Bazen bazı maçların hikâyesi vardır sonu güzel, bazı maçların hikâyesi vardır sonu hüsran. Bazı maçların ise hikâyesi vardır, sonu buruk biten. Sevinsek mi, yoksa üzülsek mi?

Emre Akbaba’ya acil şifalar diliyorum umarım, en kısa sürede sahalara eskisinden de güçlü döner.

Maçta, Emre’nin sakatlandığı 73. dakikaya kadar maçın bir hikâyesi vardı, yazılacak binlerce kelime aktarılacak onlarca duygu… Ama o an, 1993 yılında stadyumda seyrettiğim Okan Buruk’un ayağının kırıldığı ya da birkaç sene evvel ekranda seyrettiğim Aydın Yılmaz’ın berbat sakatlığı aklıma geldi, kahroldum. Bir anda maçın hikâyesi, yerini hüzünlü bir duygu seline bıraktı. Emre Akbaba benim de sezon içinde muhtelif defalar eleştirdiğim ancak iyi niyetinden asla şüphe duymadığım bir futbolcu kardeşim. Bir gerçek var ki, çok talihsiz bir futbolcu. Tabi bu sakatlığın etkenlerine ileriki satırlarda değineceğim. Ama gerek stadyumda futbolcuların ve gerekse ekranda bizlerin yüreğini parçalayan bu an hafızlarımıza unutulmaz kötü bir görüntü olarak kazındı.

Esasen, maçın hikâyesi maçtan günler önce başladı. Bundan daha birkaç hafta evvel bir sezon boyu kollanmakta rekor kıran bir başka İstanbul ekibinden, sahasında 7 gol yemiş olan, kritik maçlarda hep önemli oyuncuları “sakat ya da hasta!” olan Rizespor, neredeyse tam kadro olarak karşımızdaydı. Üstelik bir Avrupa mücadelesi kadar önem verdikleri, rekor prim vaat ettikleri, kendilerince sezonun en önemli maçı olarak gördükleri bu müsabakaya özellikle bilendikleri aşikârdı. Maç sonu, gözü dönmüş feveranlara kapılan başkanlarının esas derdi de buydu tahminimce. Zira sağa sola saldırmaktan, Emre Akbaba için geçmiş olsun bile dediğini duyamadık.

Her maç yazısında aynı şeyleri yazmaktan usandık ama Harry Kewell’ın dediği gibi, Türkiye’de futbol “gerçekten” Galatasaray’a karşı oynanan bir oyun.

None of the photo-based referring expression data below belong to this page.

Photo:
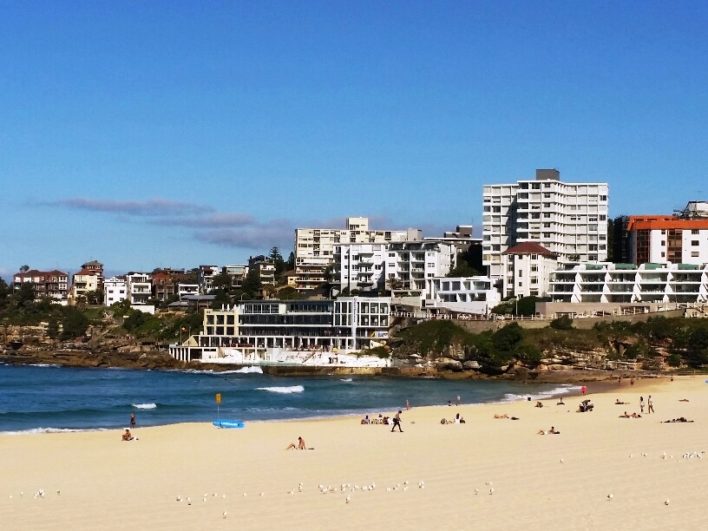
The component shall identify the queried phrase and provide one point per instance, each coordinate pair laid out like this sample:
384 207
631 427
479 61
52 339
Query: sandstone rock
448 364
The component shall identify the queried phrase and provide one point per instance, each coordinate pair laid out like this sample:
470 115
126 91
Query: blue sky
168 133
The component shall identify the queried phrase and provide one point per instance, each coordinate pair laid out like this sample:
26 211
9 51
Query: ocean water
46 398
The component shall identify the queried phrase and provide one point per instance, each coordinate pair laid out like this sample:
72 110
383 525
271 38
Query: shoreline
571 376
601 387
601 472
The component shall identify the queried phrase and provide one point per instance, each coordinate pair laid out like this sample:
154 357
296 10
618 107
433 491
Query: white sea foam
244 370
34 431
147 405
282 390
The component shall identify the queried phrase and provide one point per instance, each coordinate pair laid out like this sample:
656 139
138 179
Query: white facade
314 248
359 266
686 246
139 288
474 295
186 289
569 219
114 290
205 277
527 273
627 283
408 265
295 331
84 282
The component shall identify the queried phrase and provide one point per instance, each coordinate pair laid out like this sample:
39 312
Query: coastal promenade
600 472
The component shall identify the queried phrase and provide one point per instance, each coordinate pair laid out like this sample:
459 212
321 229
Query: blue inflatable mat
229 423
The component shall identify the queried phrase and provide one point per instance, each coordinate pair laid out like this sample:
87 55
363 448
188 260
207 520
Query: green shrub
562 323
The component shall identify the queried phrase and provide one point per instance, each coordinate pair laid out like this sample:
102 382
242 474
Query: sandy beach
600 472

Şampiyonluk maçları oynanıyor, ama şampiyonluk mücadelesi veren ekiplerin maçları farklı gün ve saatlerde oynanıyor. Bundan 2 ay evvel senenin en soğuk aylarında Erzurum gibi bir yerde, futbolcu sağlığını hiçe sayarak akşam 19.00’da maç oynatan federasyon,  bugün sebepsiz bir yere(üstelik küme düşmeme mücadelesi veren bir İstanbul ekibinin maçı akşam 19.00’da oynanırken)bu maçı saat 16.00’da oynatıyor.

Üstelik, bir hafta boyunca önceki maçın hakemi üzerinden algı oluşturularak ekibimiz baskı altına alınmaya çalışılıyor.

Nereden baksanız tutarsızlık, nereden baksanız Galatasaray düşmanlığı.

Tüm bu anormal şartlar altında, Rize’ye gelirken ilave olarak, takımın hücum aksiyonlarını organize eden Belhanda gibi bir silahımızdan da yoksunuz.

Ligin boyu kısaldıkça, iyi futbol yerine iyi skor önemlidir şüphesiz.  Futbol kalitesinin çok da yükselmeden oynanacağını bir müsabaka bekliyordum açıkçası maç öncesi analizlerimde.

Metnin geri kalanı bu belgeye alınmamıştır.